Audio question answering
This example demonstrates how to ask a question about the content of an audio file using the Gemini API.
Import the necessary libraries
from google import genai
from google.genai import types
import requests
import os
Replace with your actual API key
client = genai.Client(api_key=os.getenv("GEMINI_API_KEY"))
Define a descriptive User-Agent following Wikimedia's policy
user_agent = "GeminiByExample/1.0 (https://github.com/strickvl/geminibyexample; contact@example.org) python-requests/2.0"

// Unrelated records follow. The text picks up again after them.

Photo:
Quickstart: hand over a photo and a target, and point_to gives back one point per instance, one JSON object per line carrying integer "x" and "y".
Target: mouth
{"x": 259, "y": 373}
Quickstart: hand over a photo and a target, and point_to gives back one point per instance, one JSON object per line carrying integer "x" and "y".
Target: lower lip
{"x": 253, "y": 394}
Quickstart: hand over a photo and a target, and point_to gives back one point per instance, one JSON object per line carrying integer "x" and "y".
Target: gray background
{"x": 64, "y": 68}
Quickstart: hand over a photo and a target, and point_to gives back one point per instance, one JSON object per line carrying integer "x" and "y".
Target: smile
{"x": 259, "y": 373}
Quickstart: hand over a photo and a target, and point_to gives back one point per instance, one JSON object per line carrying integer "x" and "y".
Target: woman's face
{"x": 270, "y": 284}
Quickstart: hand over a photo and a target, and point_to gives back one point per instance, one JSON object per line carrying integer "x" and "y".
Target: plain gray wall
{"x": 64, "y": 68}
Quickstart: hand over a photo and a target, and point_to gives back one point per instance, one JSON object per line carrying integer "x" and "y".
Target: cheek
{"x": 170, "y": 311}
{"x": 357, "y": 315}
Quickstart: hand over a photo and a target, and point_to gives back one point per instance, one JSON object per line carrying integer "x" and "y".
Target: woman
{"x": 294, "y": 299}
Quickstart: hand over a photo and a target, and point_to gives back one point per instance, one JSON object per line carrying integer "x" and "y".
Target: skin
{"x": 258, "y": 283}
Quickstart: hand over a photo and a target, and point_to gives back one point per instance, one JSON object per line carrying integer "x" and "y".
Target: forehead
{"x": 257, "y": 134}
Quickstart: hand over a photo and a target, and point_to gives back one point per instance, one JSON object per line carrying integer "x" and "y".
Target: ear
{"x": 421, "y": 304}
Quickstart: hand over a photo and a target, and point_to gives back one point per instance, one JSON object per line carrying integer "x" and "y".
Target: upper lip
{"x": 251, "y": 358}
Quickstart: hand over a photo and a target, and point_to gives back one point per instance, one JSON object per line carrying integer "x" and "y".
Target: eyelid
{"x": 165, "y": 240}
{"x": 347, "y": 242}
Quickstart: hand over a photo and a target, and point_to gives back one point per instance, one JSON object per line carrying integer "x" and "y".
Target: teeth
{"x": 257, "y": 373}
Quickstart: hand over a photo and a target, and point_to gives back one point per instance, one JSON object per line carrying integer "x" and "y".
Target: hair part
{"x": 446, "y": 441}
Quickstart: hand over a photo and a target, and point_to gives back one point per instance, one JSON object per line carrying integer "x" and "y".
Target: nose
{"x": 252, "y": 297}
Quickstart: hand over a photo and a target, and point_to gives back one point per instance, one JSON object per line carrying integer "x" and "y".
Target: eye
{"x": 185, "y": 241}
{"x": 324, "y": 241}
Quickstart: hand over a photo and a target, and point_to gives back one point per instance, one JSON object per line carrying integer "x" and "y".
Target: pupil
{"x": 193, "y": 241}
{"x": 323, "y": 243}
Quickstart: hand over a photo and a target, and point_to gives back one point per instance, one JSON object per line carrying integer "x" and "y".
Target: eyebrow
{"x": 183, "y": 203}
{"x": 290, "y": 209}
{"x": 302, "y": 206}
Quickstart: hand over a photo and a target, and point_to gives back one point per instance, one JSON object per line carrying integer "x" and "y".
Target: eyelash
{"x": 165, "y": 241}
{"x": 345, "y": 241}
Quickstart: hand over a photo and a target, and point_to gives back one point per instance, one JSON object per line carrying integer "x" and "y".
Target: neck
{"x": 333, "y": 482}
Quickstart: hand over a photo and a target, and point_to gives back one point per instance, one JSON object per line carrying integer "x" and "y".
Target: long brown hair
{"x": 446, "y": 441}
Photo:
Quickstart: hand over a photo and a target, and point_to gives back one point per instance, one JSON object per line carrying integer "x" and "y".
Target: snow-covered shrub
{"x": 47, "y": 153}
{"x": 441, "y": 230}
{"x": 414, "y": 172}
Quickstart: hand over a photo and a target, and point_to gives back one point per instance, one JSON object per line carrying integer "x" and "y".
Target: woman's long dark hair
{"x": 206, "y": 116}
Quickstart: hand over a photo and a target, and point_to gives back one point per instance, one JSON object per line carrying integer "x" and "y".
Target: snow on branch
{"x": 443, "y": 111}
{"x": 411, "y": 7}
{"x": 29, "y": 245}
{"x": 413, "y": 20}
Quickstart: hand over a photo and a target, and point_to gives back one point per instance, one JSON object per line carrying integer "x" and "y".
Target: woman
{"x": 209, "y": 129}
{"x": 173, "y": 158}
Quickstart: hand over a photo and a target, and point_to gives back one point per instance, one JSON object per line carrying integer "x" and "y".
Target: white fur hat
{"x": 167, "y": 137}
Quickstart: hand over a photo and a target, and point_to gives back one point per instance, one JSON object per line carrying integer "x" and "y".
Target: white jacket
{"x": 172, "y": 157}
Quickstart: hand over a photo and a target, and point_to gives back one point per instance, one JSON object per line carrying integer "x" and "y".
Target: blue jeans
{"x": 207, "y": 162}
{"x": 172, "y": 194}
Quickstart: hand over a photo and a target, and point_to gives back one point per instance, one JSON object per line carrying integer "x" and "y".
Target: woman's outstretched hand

Download the audio file from the URL
url = "https://upload.wikimedia.org/wikipedia/commons/1/1f/%22DayBreak%22_with_Jay_Young_on_the_USA_Radio_Network.ogg"

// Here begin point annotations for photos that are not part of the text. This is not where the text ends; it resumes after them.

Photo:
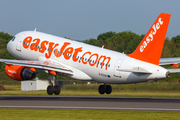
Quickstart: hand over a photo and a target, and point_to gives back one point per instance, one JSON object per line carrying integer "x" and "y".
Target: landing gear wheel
{"x": 108, "y": 89}
{"x": 50, "y": 90}
{"x": 57, "y": 89}
{"x": 101, "y": 89}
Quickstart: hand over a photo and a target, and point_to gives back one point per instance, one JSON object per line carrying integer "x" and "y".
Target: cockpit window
{"x": 13, "y": 38}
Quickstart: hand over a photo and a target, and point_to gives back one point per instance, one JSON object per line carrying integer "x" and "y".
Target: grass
{"x": 95, "y": 93}
{"x": 161, "y": 89}
{"x": 54, "y": 114}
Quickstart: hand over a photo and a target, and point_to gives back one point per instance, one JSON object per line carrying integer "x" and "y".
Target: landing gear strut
{"x": 53, "y": 88}
{"x": 105, "y": 89}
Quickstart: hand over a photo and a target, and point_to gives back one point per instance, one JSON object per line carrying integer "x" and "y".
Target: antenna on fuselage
{"x": 102, "y": 46}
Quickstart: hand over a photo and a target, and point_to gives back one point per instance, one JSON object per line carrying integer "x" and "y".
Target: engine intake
{"x": 19, "y": 73}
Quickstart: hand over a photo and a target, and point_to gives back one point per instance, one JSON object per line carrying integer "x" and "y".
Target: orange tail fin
{"x": 150, "y": 48}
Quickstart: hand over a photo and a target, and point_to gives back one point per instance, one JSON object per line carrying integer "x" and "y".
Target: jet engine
{"x": 19, "y": 73}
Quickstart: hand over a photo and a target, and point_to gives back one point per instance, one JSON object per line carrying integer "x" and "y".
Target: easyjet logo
{"x": 153, "y": 32}
{"x": 68, "y": 52}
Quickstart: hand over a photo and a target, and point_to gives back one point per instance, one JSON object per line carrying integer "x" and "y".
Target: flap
{"x": 45, "y": 65}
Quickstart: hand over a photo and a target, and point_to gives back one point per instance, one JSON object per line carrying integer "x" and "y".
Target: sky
{"x": 85, "y": 19}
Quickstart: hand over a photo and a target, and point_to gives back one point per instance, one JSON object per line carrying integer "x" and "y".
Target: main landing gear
{"x": 53, "y": 88}
{"x": 105, "y": 89}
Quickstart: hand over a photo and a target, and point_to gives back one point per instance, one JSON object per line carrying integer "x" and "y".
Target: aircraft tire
{"x": 57, "y": 90}
{"x": 101, "y": 89}
{"x": 108, "y": 89}
{"x": 50, "y": 90}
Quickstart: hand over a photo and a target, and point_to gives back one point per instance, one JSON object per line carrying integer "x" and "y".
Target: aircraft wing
{"x": 45, "y": 65}
{"x": 168, "y": 61}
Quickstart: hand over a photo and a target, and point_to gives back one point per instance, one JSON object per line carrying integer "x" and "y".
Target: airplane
{"x": 38, "y": 51}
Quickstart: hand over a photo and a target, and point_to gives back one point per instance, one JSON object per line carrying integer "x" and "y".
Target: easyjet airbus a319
{"x": 38, "y": 51}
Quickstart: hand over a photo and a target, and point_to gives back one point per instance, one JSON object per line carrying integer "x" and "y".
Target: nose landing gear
{"x": 105, "y": 89}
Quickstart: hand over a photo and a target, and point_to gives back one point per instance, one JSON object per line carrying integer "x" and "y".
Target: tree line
{"x": 124, "y": 42}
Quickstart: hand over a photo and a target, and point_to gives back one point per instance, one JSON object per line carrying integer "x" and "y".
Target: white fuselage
{"x": 76, "y": 54}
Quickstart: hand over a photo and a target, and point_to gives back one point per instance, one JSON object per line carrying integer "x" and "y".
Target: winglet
{"x": 150, "y": 48}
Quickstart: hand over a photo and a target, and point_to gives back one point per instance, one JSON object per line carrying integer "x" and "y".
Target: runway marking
{"x": 95, "y": 108}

headers = {"User-Agent": user_agent}
response = requests.get(url, headers=headers)
response.raise_for_status() # Raise an exception for bad status codes
Save the content to a variable
Note: If your audio file is larger than 20MB, you should use the File API to upload the file first.

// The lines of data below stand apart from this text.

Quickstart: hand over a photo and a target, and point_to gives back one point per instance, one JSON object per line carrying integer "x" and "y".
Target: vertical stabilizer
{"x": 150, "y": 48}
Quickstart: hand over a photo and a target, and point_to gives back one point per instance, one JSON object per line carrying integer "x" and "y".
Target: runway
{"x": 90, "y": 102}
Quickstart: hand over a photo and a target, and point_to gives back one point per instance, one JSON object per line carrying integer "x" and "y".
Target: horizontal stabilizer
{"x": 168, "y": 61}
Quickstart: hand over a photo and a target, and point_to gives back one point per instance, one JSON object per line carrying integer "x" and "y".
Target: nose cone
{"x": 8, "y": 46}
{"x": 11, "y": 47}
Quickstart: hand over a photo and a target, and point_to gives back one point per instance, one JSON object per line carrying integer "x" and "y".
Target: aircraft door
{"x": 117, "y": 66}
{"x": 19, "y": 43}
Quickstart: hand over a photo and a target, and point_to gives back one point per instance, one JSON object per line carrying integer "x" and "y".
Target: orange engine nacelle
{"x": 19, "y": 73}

The File API allows you to upload larger files and then reference them in your requests.
audio_bytes = response.content
You can now pass that audio file along with the prompt to Gemini
response = client.models.generate_content(
model="gemini-2.0-flash",
contents=[
"What is the main topic of this audio?",
types.Part.from_bytes(
data=audio_bytes,
mime_type="audio/ogg",
),
],
)
print(response.text)
Running the Example
First, install the Google Generative AI library and requests
$ pip install google-genai requests
Then run the program with Python
$ python audio-question.py
This audio features a male host and a travel expert, Pete Trabucco.